La curiosité, n’est-ce pas ce qui anime principalement Alain Resnais? Sa volonté d’aller où on ne l’attend pas, de défricher des chemins nouveaux…
Oui, comme ceux de Kubrick, par exemple, ses films sont tous effectivement très différents les uns des autres. Il est donc hasardeux et malaisé de généraliser à propos de son cinéma. Il a toujours voulu tenter de nouvelles expérimentations sur le ton sur la structure du récit, sur son statut entre le rêve et le réel par exemple.
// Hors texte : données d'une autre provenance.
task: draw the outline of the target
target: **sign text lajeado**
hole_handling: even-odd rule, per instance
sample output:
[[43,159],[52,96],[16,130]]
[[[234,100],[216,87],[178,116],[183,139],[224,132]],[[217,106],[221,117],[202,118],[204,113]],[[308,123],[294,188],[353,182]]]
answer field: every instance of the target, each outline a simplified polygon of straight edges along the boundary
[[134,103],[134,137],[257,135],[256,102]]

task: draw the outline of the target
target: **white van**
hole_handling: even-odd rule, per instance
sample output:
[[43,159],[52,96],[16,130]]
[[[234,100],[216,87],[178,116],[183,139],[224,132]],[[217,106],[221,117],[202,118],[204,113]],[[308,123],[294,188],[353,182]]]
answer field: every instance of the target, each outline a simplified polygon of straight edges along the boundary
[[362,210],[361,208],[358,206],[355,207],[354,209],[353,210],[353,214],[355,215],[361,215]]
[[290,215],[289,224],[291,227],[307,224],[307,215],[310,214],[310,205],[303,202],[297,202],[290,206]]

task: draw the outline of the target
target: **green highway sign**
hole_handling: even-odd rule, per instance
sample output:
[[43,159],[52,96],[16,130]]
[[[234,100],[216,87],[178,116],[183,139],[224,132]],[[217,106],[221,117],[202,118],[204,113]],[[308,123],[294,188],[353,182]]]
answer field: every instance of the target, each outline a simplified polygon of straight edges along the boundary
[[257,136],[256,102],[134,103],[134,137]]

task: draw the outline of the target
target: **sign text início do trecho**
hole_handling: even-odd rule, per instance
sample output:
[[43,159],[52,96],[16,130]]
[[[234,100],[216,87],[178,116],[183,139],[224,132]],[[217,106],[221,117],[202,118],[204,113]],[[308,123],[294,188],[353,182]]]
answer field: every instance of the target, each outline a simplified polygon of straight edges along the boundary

Certains films, comme Mélo ou Pas sur la bouche, sont plus théâtraux, sans être cependant du théâtre filmé. Resnais n’a jamais cessé de revendiquer une absence de naturalisme, comme également dans On connaît la chanson où il fait preuve d’une grande audace. Il y a chez lui, dans la conception qu’il se fait de la modernité cinématographique, un besoin de créer à chaque fois des dispositifs différents pour sortir du réalisme plat. Il est impossible de réduire ses films à leur histoire puisque celle-ci n’est que le produit ou le support de recherches de rythmes, de lumières, d’exhibition du cinéma comme tel.

C’est cette forme d’anti-naturalisme très singulier qui donne à son cinéma une coloration onirique?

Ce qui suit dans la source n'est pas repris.